Sandra Bullock Ve Channing Tatum'lu The Lost City Filmi Vizyonda!
Başrollerinde Sandra Bullock ve Channing Tatum'um rol aldığı The Lost City(Kayıp Şehir)'de ayrıca Daniel Radcliffe ve Brad Pitt yer alıyor.
Cumhuriyet Gazetesi yazarı Emel Seçen'in haberine göre romantik komedinin birkaç aranan kadın yüzünden biri olarak Sandra Bullock hâlâ yaşsız hali ile The Lost City (Kayıp Şehir) adeta bizi yeniden o yıllara götürüyor. Üstelik kısa bir rolü olsa da Brad Pitt’in farklı oyunculuğu ile “işte tamam aradığını buldu, film buradan devam eder” denilen noktada, iki yönetmenli film (Adam Nee ve Aaron Nee), ters köşe yapıp Brad Pitt’i hâlâ yakışıklı, aktif ve o yele gibi saçları ile kaybediyor. Tıpkı yazarın karakteri yazarken “delete” demesi gibi.
SORGULAMALAR...
Zeki ama yaşamdan uzaklaşmış yazar Loretta Sage’in (Sandra Bullock) canlandırdığı karakterler üzerinden de tükenmişlik sendromu sunuluyor. Kendisini popüler medyaya sürükleyen, kitaplarının kapak yıldızı olarak parlayan “Dash”i canlandıran ve küçük bir kasabadan çıkmış olan Alan’ın (Channing Tatum) magazinel hali ile Loretta’nın yalınlığı ve eski yaşamını özlediği anda, hayat mı, romanlar mı, macera mı, eskiler mi gerçekliğinde, yönetmenler, Sandra Bullock ve Channing Tatum’un üzerinden aşkı sorgulatıyor. Neyi, nerede bırakmalıyız? Aşkın hangi hali doğru olandır. Yeni kitabının turnesine çıkacak iken antik kayıp şehir ve bildiğimiz hazinenin peşindekiler. Kaçış, kovalamaca. İşte burada Alan’ın sadece hayalde değil kitap sayfalarından süzülerek, doğasına belki uymadığı halde bir kahraman olabilme öyküsü çıkıyor.
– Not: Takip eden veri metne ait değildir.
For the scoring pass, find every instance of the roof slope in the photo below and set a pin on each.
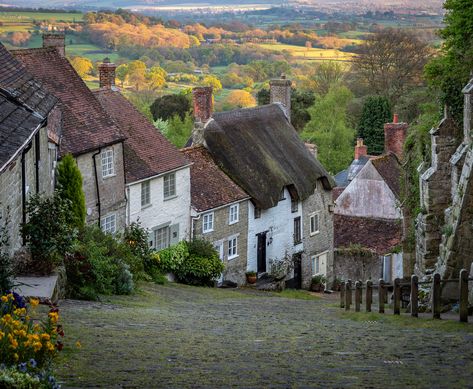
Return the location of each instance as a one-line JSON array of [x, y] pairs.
[[17, 125], [20, 85], [147, 152], [389, 168], [210, 186], [86, 125], [261, 151]]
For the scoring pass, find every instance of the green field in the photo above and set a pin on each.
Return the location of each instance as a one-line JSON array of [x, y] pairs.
[[299, 52]]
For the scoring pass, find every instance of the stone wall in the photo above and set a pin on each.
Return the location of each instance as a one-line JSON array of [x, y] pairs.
[[235, 268]]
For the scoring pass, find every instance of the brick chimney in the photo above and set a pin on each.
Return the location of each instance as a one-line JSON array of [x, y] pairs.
[[107, 74], [361, 150], [280, 92], [467, 111], [57, 40], [394, 137]]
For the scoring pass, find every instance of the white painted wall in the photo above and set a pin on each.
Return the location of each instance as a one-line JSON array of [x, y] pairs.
[[279, 222], [159, 212]]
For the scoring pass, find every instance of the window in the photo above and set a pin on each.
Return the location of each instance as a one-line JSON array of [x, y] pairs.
[[145, 193], [314, 223], [107, 163], [169, 185], [109, 224], [297, 230], [208, 222], [234, 213], [161, 237], [257, 212], [233, 248]]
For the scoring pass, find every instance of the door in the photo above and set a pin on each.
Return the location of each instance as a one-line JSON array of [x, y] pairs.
[[261, 252]]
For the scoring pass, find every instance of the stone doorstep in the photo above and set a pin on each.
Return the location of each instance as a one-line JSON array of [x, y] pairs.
[[43, 288]]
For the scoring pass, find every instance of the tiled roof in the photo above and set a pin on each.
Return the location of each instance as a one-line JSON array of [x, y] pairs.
[[378, 235], [86, 125], [17, 125], [261, 151], [18, 83], [389, 168], [210, 186], [147, 151]]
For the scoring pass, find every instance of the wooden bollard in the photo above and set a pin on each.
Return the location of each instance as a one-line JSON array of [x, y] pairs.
[[358, 291], [414, 296], [369, 295], [397, 297], [381, 292], [347, 295], [463, 285], [436, 295]]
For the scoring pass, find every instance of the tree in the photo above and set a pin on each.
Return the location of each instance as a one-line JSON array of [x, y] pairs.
[[83, 66], [239, 99], [391, 61], [167, 106], [450, 72], [69, 183], [376, 112], [329, 130]]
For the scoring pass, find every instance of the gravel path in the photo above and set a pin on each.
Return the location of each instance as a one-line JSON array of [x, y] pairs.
[[176, 336]]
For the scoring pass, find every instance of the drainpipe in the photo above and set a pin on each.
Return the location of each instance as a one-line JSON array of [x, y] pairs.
[[99, 205]]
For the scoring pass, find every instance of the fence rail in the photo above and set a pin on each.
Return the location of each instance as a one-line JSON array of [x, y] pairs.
[[347, 289]]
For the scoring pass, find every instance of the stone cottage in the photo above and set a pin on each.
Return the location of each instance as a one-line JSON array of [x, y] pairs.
[[88, 132], [157, 175], [368, 213], [219, 212], [262, 153], [29, 127]]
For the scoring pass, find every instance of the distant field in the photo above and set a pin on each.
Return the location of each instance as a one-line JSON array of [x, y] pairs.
[[310, 54]]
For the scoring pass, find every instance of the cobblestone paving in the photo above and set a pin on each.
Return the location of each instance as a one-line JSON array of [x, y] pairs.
[[178, 337]]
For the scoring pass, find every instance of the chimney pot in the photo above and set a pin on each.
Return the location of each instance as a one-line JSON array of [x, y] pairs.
[[56, 40], [107, 74]]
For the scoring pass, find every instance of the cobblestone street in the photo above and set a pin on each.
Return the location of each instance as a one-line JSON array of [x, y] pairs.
[[176, 336]]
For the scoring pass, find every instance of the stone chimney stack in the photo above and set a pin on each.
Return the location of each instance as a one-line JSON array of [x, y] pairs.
[[280, 92], [467, 112], [361, 150], [203, 110], [107, 74], [394, 137], [57, 40]]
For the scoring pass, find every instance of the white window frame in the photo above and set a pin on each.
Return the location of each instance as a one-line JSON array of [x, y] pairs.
[[208, 222], [232, 247], [108, 168], [108, 224], [169, 187], [234, 214], [145, 194], [313, 216]]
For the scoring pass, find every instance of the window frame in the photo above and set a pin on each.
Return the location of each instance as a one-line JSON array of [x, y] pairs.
[[107, 163], [236, 214], [167, 186], [146, 191], [208, 226]]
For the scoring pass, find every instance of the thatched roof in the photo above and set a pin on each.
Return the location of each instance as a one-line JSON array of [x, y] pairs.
[[261, 151]]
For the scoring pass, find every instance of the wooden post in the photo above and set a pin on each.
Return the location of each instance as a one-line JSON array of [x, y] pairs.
[[397, 296], [463, 285], [369, 295], [436, 294], [381, 293], [347, 295], [414, 296], [357, 296]]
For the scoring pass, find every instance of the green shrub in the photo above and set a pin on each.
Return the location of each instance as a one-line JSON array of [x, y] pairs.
[[48, 233]]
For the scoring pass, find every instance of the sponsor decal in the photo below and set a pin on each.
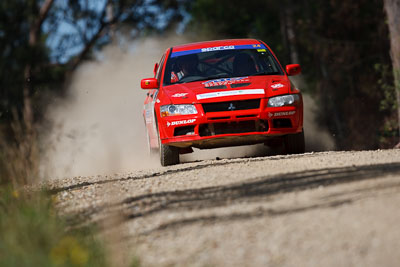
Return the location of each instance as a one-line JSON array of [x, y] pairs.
[[282, 113], [217, 48], [231, 93], [225, 81], [179, 95], [174, 123], [277, 85]]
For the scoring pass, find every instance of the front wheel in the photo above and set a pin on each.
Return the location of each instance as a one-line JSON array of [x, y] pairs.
[[169, 155], [294, 143]]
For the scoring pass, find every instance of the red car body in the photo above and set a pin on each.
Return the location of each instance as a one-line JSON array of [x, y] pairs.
[[218, 106]]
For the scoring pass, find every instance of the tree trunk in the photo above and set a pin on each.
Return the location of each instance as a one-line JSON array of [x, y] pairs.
[[392, 8]]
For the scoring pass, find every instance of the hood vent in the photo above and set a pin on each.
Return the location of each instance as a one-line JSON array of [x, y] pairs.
[[236, 85]]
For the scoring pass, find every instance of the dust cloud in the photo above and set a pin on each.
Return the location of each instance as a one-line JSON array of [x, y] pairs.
[[99, 128]]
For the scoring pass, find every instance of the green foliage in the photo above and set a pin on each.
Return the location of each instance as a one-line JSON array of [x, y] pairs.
[[33, 235]]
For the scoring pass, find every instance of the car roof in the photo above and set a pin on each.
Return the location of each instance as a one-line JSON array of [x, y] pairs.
[[206, 44]]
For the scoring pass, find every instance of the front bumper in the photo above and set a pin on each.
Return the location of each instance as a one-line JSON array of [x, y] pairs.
[[230, 128]]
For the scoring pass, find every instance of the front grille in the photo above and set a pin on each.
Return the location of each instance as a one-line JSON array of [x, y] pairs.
[[231, 105], [211, 129]]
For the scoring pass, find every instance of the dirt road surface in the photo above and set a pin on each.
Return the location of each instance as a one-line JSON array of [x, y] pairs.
[[315, 209]]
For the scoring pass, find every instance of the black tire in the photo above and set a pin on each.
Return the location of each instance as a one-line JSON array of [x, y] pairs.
[[169, 155], [294, 143]]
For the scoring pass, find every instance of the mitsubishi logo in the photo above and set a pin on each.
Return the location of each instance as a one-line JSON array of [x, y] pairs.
[[231, 107]]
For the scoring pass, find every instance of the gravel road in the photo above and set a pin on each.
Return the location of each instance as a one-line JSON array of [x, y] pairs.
[[315, 209]]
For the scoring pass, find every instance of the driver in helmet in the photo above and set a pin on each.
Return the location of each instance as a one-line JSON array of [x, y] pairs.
[[186, 66]]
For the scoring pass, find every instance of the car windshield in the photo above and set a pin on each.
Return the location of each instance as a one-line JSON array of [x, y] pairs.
[[228, 62]]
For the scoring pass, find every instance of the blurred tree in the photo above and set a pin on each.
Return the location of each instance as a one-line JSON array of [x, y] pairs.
[[338, 43], [392, 8], [42, 41]]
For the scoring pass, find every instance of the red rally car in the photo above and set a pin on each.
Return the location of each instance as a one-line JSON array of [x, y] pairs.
[[221, 93]]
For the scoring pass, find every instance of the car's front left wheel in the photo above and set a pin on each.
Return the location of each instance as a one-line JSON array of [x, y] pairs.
[[169, 155]]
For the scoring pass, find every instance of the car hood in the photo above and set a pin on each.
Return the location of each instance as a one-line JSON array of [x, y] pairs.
[[228, 89]]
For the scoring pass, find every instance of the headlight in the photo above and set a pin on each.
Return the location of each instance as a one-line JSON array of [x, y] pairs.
[[173, 110], [283, 100]]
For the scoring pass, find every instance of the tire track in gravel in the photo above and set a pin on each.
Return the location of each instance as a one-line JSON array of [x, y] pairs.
[[211, 197], [329, 209]]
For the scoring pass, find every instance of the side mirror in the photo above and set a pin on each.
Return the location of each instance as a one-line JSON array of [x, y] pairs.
[[293, 69], [149, 83], [155, 69]]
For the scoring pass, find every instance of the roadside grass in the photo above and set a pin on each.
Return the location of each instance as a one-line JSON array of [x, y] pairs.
[[31, 231], [33, 235]]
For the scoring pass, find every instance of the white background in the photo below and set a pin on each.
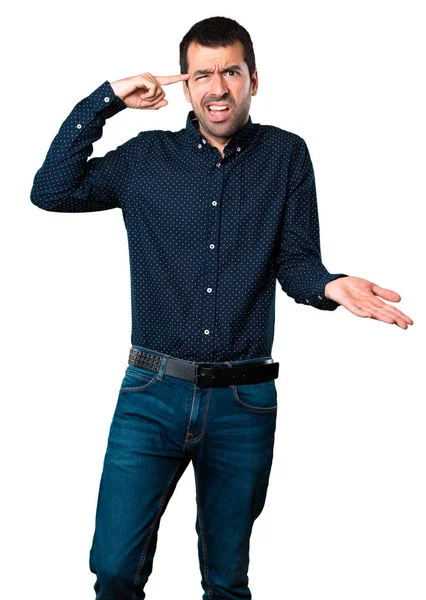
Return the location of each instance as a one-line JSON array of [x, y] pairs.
[[344, 516]]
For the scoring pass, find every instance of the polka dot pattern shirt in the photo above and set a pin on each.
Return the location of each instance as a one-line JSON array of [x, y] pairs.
[[208, 236]]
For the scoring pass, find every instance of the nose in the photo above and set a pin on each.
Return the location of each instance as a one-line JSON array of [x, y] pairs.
[[218, 86]]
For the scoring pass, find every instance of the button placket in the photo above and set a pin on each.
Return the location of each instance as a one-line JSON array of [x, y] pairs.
[[212, 262]]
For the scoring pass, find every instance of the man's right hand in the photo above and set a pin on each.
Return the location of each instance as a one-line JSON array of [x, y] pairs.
[[145, 91]]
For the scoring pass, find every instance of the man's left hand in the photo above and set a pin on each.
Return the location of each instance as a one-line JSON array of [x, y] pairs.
[[361, 297]]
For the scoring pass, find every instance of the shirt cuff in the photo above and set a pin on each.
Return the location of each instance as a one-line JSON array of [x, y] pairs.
[[319, 299]]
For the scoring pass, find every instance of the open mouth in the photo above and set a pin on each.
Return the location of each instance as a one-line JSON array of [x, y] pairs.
[[218, 112]]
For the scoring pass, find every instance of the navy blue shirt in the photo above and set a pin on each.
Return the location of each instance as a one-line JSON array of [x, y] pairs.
[[208, 236]]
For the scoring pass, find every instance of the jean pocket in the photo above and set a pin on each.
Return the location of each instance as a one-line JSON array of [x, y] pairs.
[[137, 379], [259, 397]]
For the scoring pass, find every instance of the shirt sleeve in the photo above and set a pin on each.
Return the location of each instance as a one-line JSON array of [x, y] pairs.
[[299, 267], [67, 181]]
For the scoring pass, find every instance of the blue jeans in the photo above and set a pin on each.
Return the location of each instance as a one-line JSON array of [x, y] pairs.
[[160, 424]]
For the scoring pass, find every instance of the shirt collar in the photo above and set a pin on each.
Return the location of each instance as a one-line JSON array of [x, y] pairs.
[[236, 144]]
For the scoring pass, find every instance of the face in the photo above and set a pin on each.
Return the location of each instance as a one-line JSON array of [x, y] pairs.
[[219, 77]]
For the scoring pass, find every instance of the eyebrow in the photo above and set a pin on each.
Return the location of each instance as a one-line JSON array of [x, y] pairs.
[[206, 71]]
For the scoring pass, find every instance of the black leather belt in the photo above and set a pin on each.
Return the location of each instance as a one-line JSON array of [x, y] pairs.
[[206, 374]]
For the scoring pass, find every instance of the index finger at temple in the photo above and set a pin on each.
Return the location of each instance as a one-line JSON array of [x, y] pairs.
[[166, 79]]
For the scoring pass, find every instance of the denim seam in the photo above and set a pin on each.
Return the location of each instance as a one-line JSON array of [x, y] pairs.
[[153, 526], [255, 408], [203, 538], [206, 410]]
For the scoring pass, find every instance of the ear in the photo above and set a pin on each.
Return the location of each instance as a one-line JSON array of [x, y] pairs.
[[254, 83]]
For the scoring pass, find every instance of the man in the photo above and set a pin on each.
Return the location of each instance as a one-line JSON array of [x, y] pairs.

Ya da gerçekte kahramandır da karşı taraf hâlâ eskilerde yaşadığı için mi görememiştir, burnunun dibindeki yarattığı karakteri.
ORMAN MACERASI
Harry Potter serisinin başkahramanı Daniel Radcliffe’in artık iyiden iyiye rüştünü ispatladığı filmde, onun varlığının en önemli mimarlarından yönetmen Kenneth Branagh, aynı hafta, aynı yapım şirketinden, yedi dalda oscara yürüyen filmi “Belfast” ile vizyona girerken, onun kahramanı büyülü seriden çıkarak başka maceraya geçiyor. Üstelik salgının en başlarında, Pretoria’dan Kaçış filmi sonrası adeta ileride şans verilirse çok iyi Nazi subayını da oynarım dercesine. Destansı bir orman macerasında, hem hayatta kalmak hem antik şehrin hazinesini bulmak serüveninde kılavuz bir kırmızı taç. Antikçağda iki sevgiliden birinin her gün aşkını ispatlamak için getirdiği istiridye kabukları ve onu her gün aynı tutkuyla bekleyen tacın sahibinin sevgisi, hayatta maddiyattan daha önemli olan gerçeklerin efsane değil gerçekte var olduğunu, üstelik yüzyıllardır var olduğunu tekrar hatırlatıyor. Gerçek aşk, gerçek olandır.